Cordelia's mouth opened, then closed. "I thought it wasn't mine to tell."

"She's right," I said, gently cutting in. "None of this was ever hers to carry. It's mine."

Ten's hands dropped from Cordelia's sleeves. She turned back to me, fists clenched.

"So, what, you were just going to keep fighting, keep leading us, while counting down to your expiration date like it was someone else's problem?"

"I was going to try and stop the expiration date," I said. "And I still am. But I couldn't lead you all properly if you didn't trust me. So now you know."

Fractal moved quietly beside me, one hand grazing mine—not a gesture of comfort, but presence. She didn't say anything.
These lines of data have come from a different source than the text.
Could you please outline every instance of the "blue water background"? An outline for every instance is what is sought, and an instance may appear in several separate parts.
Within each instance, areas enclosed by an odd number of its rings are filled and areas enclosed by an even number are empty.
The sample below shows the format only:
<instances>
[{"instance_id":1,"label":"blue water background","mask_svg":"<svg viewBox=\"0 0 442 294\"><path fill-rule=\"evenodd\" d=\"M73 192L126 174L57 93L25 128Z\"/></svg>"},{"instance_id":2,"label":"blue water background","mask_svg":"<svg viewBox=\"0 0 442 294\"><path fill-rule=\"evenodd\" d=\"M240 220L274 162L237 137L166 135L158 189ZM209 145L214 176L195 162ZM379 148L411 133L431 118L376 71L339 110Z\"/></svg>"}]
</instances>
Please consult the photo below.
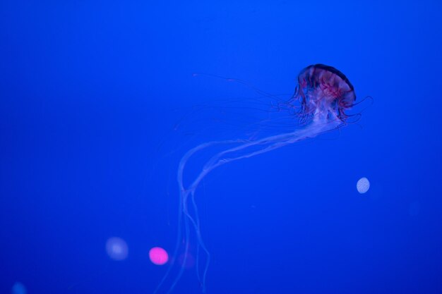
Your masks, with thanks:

She didn't need to.

V finally stepped forward, mask tilting slightly.

"I assume the clause is ironclad."

"As far as I can tell, yes," I said. "It's built into the spiritual framework of my Arte. I'm being filtered. And that pressure—it's going to keep building. Eventually, it'll break me, unless I evolve fast enough to escape it."

"Then we help you evolve," V said simply.

Ten crossed her arms, huffing, still clearly rattled. "Damn right we do. But I swear, Alex, next time you're holding something that huge in, I'm beating the truth out of you first."

I cracked a weak smile. "Deal."

Cordelia stepped forward, gaze quiet, contrite. "You understand now why I said your thoughts were too loud."

"I do," I said. "And I'm sorry you had to hold that alone."

She smiled softly. "It wasn't all alone."

Lumivis raised his voice then, more firm. "Enough. The revelation stands. But so too does the match."

He looked between Cordelia and me.

"Will you still spar, Sire?"

I took a breath, then nodded.

"I will."

Cordelia looked at me, not with pity—but with something more dangerous.

Respect.

"Then prepare yourself," she said.

And the air in the room changed again.